Yerleşim alanları olan kentlerdeki aşırı yayılıma, düşük yoğunluklu yerleşimlerin kente yakınlığı kentler için bir diğer tehditi oluşturmaktadır. Çünkü kente yakın olma ve yaşanan dışsallık ile kentsel hizmet ve kolaylıkların sağlanması zorlaşmakta, doğal kaynak tüketimi ve israfı yükselmekte, ulaşım ve iletişim olanakları yetersizleşmekte, güvenlik sorunları artmaktadır. Kentle ve düşük yoğunluklu uzak yerleşimler arasındaki ulaşımı trafik yoğunluğu ile egzoz salınımından kaynaklanan çevre kirliliği sorunlarını artırmaktadır. Yayılımın aşırı boyutlara ulaşması, kentsel atık sızıntılarının toprağın derinliklerine sızdığı anlamına gelmektedir. Böylece de tarım topraklarının azalması ve zamanla da yok olması demektir. Çöpler toprağı, yer altı ve üstü suları kirletmektedir. Çöp toplama ve atık denetiminin sıkı yapılmadığı düşük yoğunluklu yerleşimlerde kirlilik sorunu artmaktadır. Bu konunun devamında “yeşil ekonomi” ele alınmalıdır. Yeşil ekonomi çevre kirliliği ile mücadele etmekten ibaret değildir. Bu tür bir ekonomide yaşam çevresi, enerji, tatlı su, toprak, flora, fauna gibi tüm sistem ve süreçlerin bütünlük içinde düzenlenmesi ve yönetilmesi gerekir. Sürdürülebilir biçimde büyüyen kent yerleşimleri gelecekte kendi yurttaşları açısından yaşanabilir imkânlar sunmaya devam edeceklerdir. Bu bir başarıdır ancak asıl başarı ölçütü sunduğu imkân ve kolaylıkların, kenti çevreleyip saran daha küçük yerleşimlere nasıl yansıdığıdır. Dengeli bölgesel gelişme açısından bu yerleşimlerin boşalmaması ve kente hızla akmaması tercih edilirken, kenti saran küçük yerleşimlerin varlığı ve gelişiminin devamlılığı da planlanmalıdır.
Kent yerleşimlerin yarattığı tehditlerden biri de, tarım topraklarının yapılaşmaya açılarak flora ve fauna olarak biyolojik çeşitliliğin yok olma tehlikesi ile karşı karşıya kalınmasıdır.
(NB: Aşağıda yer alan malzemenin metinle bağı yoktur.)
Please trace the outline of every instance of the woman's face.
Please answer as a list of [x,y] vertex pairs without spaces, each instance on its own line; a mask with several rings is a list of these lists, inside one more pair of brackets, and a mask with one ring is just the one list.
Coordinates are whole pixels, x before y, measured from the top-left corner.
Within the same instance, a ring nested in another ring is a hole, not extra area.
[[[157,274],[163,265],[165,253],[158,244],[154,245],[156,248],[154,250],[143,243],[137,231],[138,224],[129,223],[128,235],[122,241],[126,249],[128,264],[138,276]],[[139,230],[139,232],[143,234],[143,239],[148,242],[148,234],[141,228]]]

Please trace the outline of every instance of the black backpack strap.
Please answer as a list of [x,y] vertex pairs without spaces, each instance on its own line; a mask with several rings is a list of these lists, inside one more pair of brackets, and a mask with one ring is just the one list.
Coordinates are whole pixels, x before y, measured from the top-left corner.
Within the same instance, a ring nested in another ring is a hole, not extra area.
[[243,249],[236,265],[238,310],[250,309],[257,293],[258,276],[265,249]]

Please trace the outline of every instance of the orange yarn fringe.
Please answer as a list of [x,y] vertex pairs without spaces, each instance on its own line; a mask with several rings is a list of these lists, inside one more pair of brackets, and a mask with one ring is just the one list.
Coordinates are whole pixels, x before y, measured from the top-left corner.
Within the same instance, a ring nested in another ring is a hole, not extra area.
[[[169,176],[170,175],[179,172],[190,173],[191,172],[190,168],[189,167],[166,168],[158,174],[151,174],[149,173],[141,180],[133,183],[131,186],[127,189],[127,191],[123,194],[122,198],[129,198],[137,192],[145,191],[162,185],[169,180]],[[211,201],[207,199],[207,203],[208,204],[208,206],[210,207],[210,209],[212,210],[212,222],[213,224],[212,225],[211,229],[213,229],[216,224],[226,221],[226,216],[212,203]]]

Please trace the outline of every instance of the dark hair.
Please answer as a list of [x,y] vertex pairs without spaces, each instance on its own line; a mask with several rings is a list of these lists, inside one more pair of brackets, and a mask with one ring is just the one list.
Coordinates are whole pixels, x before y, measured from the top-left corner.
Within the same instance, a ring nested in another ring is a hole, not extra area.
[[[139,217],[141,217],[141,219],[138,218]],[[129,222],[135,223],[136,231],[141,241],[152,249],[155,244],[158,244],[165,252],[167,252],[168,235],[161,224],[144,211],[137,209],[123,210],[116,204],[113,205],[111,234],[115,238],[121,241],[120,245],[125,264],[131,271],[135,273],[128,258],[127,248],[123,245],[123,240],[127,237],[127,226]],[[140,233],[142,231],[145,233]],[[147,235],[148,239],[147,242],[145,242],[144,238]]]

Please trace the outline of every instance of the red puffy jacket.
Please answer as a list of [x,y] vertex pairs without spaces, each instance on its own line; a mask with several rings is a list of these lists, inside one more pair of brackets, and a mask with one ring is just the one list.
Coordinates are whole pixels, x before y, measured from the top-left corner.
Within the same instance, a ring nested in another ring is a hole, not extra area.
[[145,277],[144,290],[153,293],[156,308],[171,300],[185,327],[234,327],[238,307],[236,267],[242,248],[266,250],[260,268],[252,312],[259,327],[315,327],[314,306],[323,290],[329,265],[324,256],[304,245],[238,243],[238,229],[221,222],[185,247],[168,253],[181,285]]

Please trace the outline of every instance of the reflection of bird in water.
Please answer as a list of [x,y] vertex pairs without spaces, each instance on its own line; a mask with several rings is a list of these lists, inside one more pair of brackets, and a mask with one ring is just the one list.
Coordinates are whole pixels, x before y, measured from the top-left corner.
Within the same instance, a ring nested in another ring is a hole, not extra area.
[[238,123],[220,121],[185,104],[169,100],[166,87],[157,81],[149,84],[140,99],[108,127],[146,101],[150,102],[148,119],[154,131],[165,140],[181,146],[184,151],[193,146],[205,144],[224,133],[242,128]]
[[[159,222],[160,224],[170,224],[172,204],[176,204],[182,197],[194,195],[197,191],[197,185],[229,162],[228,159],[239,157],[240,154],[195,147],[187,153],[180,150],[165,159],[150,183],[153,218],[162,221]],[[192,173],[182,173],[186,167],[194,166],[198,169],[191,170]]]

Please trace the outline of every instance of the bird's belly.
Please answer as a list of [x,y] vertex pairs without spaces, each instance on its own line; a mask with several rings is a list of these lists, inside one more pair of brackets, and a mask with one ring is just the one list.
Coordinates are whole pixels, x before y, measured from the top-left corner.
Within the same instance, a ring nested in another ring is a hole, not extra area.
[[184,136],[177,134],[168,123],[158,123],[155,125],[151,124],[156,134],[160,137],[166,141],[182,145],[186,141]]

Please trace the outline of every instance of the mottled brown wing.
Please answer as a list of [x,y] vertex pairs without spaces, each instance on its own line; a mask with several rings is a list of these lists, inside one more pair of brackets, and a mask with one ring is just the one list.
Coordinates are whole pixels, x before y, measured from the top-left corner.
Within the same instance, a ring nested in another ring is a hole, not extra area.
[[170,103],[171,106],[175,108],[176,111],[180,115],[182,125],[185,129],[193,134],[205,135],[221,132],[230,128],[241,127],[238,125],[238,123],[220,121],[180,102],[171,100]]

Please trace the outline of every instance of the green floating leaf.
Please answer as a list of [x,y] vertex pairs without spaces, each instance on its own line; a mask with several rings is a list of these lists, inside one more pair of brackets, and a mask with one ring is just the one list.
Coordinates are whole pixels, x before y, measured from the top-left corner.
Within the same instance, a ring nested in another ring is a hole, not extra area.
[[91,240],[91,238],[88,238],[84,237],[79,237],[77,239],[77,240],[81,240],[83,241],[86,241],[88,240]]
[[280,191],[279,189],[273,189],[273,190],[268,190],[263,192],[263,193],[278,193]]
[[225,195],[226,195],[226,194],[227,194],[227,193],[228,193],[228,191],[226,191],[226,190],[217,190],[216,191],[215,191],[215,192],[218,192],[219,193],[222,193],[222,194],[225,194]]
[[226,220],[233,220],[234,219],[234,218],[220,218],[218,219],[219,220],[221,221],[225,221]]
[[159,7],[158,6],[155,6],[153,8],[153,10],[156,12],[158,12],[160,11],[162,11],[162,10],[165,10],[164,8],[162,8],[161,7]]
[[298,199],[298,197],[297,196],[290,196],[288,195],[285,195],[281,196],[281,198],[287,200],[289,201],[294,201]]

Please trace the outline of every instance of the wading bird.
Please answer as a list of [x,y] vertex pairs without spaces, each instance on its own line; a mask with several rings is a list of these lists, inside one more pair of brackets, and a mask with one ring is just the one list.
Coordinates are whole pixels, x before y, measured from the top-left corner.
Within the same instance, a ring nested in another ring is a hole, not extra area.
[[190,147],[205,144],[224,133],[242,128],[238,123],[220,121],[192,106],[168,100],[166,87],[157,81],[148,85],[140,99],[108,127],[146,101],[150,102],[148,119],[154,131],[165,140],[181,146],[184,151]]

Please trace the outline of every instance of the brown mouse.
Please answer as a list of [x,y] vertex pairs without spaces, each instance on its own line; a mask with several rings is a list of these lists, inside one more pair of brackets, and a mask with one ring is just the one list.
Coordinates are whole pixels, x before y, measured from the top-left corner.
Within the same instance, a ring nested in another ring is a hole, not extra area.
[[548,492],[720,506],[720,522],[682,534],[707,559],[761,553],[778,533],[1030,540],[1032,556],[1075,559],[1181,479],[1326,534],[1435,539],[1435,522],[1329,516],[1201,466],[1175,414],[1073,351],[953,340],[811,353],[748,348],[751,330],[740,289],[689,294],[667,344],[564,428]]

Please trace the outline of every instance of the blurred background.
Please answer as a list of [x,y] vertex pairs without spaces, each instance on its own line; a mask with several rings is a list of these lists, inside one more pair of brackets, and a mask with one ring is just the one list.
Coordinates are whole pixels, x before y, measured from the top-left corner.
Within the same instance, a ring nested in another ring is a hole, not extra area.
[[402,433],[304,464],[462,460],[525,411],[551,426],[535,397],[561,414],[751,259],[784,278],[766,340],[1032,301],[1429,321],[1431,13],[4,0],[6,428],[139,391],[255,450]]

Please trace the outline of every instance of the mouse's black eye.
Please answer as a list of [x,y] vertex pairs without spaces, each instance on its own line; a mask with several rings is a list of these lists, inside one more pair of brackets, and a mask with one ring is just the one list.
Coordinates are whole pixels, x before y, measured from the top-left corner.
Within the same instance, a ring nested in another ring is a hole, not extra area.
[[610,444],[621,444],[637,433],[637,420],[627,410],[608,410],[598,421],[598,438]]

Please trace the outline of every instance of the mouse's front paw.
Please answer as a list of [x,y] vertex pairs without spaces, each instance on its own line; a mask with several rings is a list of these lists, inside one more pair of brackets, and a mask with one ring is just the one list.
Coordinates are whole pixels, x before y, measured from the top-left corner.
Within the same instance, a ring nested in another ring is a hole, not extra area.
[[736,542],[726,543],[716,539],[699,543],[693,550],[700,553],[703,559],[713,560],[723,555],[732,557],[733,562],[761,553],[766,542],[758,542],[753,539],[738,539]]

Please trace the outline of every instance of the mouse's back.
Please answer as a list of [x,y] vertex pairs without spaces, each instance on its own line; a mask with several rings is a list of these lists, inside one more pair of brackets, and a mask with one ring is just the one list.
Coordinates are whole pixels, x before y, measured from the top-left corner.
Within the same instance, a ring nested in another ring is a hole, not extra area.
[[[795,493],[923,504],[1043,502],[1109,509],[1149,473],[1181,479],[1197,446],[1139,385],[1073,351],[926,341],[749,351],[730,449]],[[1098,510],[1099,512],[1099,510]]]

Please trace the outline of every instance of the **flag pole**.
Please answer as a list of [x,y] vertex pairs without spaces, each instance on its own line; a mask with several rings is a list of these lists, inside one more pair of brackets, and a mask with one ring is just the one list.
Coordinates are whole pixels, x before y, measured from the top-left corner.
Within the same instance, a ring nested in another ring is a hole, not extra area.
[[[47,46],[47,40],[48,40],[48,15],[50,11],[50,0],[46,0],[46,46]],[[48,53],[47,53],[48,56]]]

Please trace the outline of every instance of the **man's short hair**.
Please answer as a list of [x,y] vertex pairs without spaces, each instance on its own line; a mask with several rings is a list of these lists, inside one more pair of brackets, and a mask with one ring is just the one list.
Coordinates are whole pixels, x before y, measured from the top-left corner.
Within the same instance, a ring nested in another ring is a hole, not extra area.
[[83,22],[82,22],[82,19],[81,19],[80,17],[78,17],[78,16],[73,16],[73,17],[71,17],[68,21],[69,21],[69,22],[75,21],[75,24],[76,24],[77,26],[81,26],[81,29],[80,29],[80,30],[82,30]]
Kentsel yaşam sadece evde kedi-köpek beslemek veya balkon saksısında çiçek yetiştirmekten ibaret değildir. Kentin, doğal yaşam çevresini yok etmeyecek bir gelişim çizgisi izlenmelidir. İzlenmediği takdirde kent, doğayı yok etmenin bedelini sel baskınları, tatlı su yetersizliği ile öderiz. Her kentli yurttaş/kurum/kuruluşun şu soruyu kendisine sorabilecek bilince ulaşmalıdır: “Yaşadığım kentin geleceğini ve sürdürülebilirliğini tehdit eden unsurları elimine etmek için ne yapılmalıdır?” Çünkü gecikilir ise; dönülmez bir yola girilecektir.